8. Thankful for the opportunity to help others

Every day we can wake up and ask how we can help someone else. What a joy! Our brains love when we help others; they send out chemicals that make us feel warm and accomplished and loved. Even at our lowest, there is someone lower. There is someone who can benefit from hearing our story, receiving the gifts we can offer, being told that we love them. Go and help someone when you’re feeling your worst. Go and help five people. You’ll feel better.

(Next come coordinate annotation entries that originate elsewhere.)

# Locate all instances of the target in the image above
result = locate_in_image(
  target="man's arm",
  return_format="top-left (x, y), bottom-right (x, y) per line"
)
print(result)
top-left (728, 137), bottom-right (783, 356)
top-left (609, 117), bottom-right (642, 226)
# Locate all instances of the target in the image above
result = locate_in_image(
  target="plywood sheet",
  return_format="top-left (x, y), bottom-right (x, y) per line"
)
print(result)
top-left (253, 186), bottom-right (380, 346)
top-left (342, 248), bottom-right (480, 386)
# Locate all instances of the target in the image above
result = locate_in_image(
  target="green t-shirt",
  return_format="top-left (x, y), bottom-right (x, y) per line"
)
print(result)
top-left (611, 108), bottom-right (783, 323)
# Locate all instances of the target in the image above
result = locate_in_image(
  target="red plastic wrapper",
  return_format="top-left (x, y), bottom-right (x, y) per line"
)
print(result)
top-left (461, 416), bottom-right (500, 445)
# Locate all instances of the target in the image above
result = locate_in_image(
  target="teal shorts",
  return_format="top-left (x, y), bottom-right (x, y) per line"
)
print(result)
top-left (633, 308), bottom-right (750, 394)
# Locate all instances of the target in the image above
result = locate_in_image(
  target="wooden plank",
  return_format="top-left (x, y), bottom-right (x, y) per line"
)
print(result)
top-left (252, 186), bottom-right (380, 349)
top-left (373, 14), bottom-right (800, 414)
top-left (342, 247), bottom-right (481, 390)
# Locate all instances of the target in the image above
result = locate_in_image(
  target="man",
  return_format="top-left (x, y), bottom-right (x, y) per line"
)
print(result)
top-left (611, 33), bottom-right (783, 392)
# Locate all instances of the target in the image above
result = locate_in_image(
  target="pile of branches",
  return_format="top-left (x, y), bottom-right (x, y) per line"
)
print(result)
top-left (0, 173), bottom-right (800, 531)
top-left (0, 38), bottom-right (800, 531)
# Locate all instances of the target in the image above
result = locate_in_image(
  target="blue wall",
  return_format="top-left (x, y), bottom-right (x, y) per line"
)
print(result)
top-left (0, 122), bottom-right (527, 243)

9. Thankful for every mistake and stumble on the way to here

I’ve made a lot of mistakes. There aren’t enough people in the world for me to count them on their hands and toes. But each mistake is an opportunity to learn. It’s an opportunity to be a little better the next time, to allow myself to be more open or kind or patient or vulnerable or courageous. Every moment is a teacher. Be thankful that life wants all of us to learn, all of the time. Starting there is the first lesson.

10. Thankful for this moment, here, right now

I’m extraordinarily sad at this moment. My stomach is uneasy. My back aches. I’m thirsty. And yet what would trying to wish for anything else get me? Nothing. This is all I have. I’m thankful for every feeling and thought and twitch and sound because they’re my life. If I want to be somewhere else, I’m missing out on everything I do have. I’m trading everything for nothing. All the pain, all the joy, all the laughter, all the tears, they’re what we have. Life is all of those things. And hoping for something else won’t change that. And I’m thankful. Because I want this.